Mobility exceeding 100,000 cm$^2$/Vs in modulation-doped shallow InAs quantum wells coupled to epitaxial aluminum

TL;DR

This paper reports achieving extremely high electron mobility exceeding 100,000 cm$^2$/Vs in shallow InAs quantum wells coupled with epitaxial aluminum, advancing the platform for topological superconductivity research.

Contribution

It demonstrates record-high mobility in shallow InAs quantum wells, which is crucial for stabilizing topological phases in hybrid superconductor-semiconductor structures.

Findings

Mobility exceeds 100,000 cm$^2$/Vs at low temperature.

High mobility achieved in shallow InAs quantum wells 10nm below surface.

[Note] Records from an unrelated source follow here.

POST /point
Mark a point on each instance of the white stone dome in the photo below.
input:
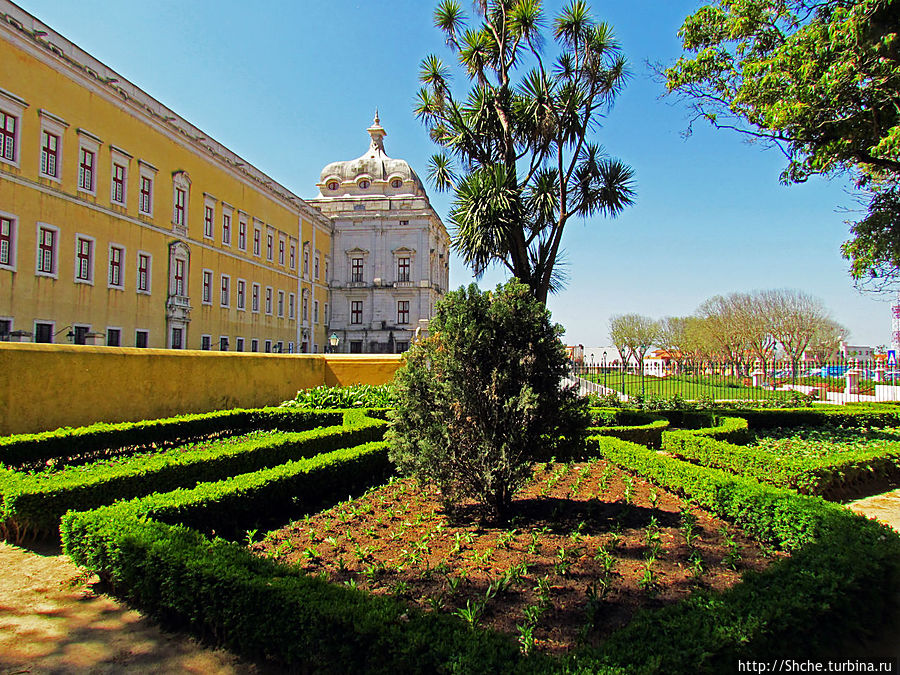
(372, 174)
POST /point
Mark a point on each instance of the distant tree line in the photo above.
(742, 329)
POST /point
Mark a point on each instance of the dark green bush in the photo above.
(480, 400)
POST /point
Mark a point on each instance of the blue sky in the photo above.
(292, 85)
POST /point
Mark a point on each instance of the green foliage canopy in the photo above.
(820, 79)
(521, 133)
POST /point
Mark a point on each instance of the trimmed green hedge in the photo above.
(32, 504)
(260, 608)
(26, 448)
(842, 577)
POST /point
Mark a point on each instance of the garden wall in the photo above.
(46, 386)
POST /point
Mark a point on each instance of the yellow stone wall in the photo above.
(50, 386)
(50, 84)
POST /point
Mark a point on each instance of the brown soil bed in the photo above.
(571, 565)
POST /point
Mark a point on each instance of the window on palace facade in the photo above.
(9, 136)
(206, 296)
(143, 278)
(116, 271)
(7, 242)
(242, 235)
(118, 185)
(50, 154)
(242, 294)
(179, 277)
(402, 269)
(208, 215)
(226, 228)
(86, 161)
(84, 259)
(48, 246)
(226, 291)
(146, 201)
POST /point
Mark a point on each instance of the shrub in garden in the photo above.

Potential for improved topological superconductor devices.

Abstract

The two-dimensional electron gas residing in shallow InAs quantum wells coupled to epitaxial aluminum is a widely utilized platform for exploration of topological superconductivity. Strong spin-orbit coupling, large effective $g$-factor, and control over proximity-induced superconductivity are important attributes. Disorder in shallow semiconductor structures plays a crucial role for the stability of putative topological phases in hybrid structures. We report on the transport properties of 2DEGs residing 10nm below the surface in shallow InAs quantum wells in which mobility may exceed 100,000 cm$^2$/Vs at 2DEG density n$_{2DEG}$$\leq$1$\times$10$^{12}$cm$^{-2}$ at low temperature.